This invention relates to wire coiling machines.
The demands required of coiling machines during the period from the 1940's to the present have increased markedly. For example, the coiling of resistance wire for sophisticated instrumentation has become extremely precise and exacting. At times, the wire involved is only 0.003 inches in diameter, i.e. about 0.0005 inches more than human hair. With wire this fine, the drive torque on the coiling rolls has a drastic effect on the operation. Yet, no machines in existence, including those of my previous patents, are of a design such that there is no drive torque to influence coiling pressure on the delicate wire.

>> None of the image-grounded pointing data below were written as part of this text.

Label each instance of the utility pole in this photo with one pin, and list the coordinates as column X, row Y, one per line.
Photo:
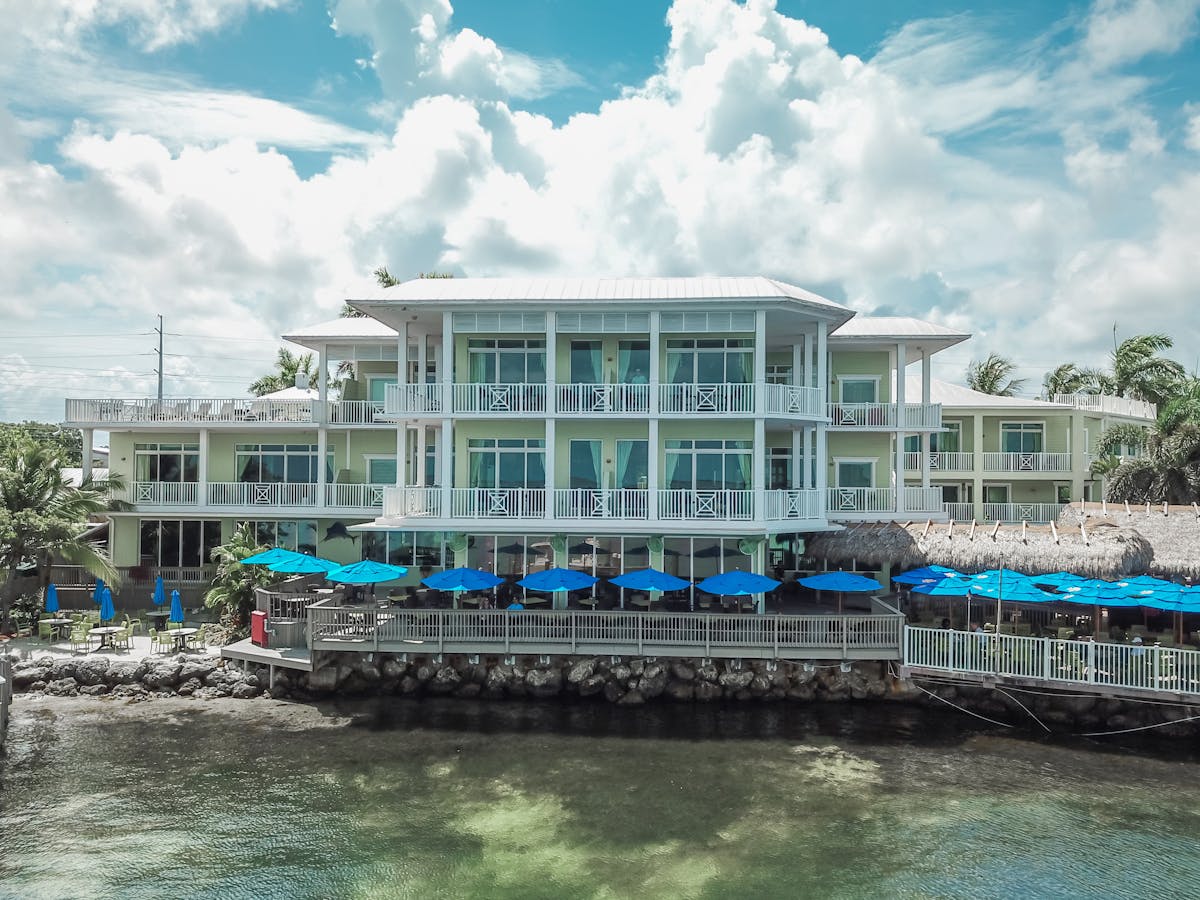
column 160, row 357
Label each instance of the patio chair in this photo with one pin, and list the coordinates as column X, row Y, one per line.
column 81, row 639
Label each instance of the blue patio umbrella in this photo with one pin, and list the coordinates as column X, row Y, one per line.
column 107, row 613
column 177, row 607
column 924, row 575
column 367, row 571
column 737, row 583
column 557, row 579
column 270, row 557
column 649, row 580
column 462, row 580
column 304, row 564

Coiling machines of the 1940's, see e.g. my U.S. Pat. No. 2,227,602 employed broadfaced rubber rolls which picked up power directly from the spinning arbor and had to be angled to coil at all. So, the machine was built, of necessity, with compound angling sectors to the outside of each of the two rolls. It was not possible with such a construction to "hang" the coiling rolls. Thus, even their weight imparted pressure to the wire. And, transfer of coiling power from the rear of the machine caused torque imbalance between the two coiling rolls at the front of the machine. Actually when coiling the larger diameter wire then involved, this was not a significant problem. Subsequent coiling machines brought power from the rear of the machine by speed reduction and flexible cables so that the coiling rolls could be angled and have heavy coiling power. See e.g. my U.S. Pat. No. 3,082,810. Since surface speed synchronization of spinning arbor and back-up rings was only approximate on such machines, the two cooperative back-up rings were designed never to touch the spinning arbor. Hence, drive torque added to coiling pressure of one of the coiling rolls, i.e. the rear roll, and substracted from the other cooperative coiling roll, i.e. the front roll.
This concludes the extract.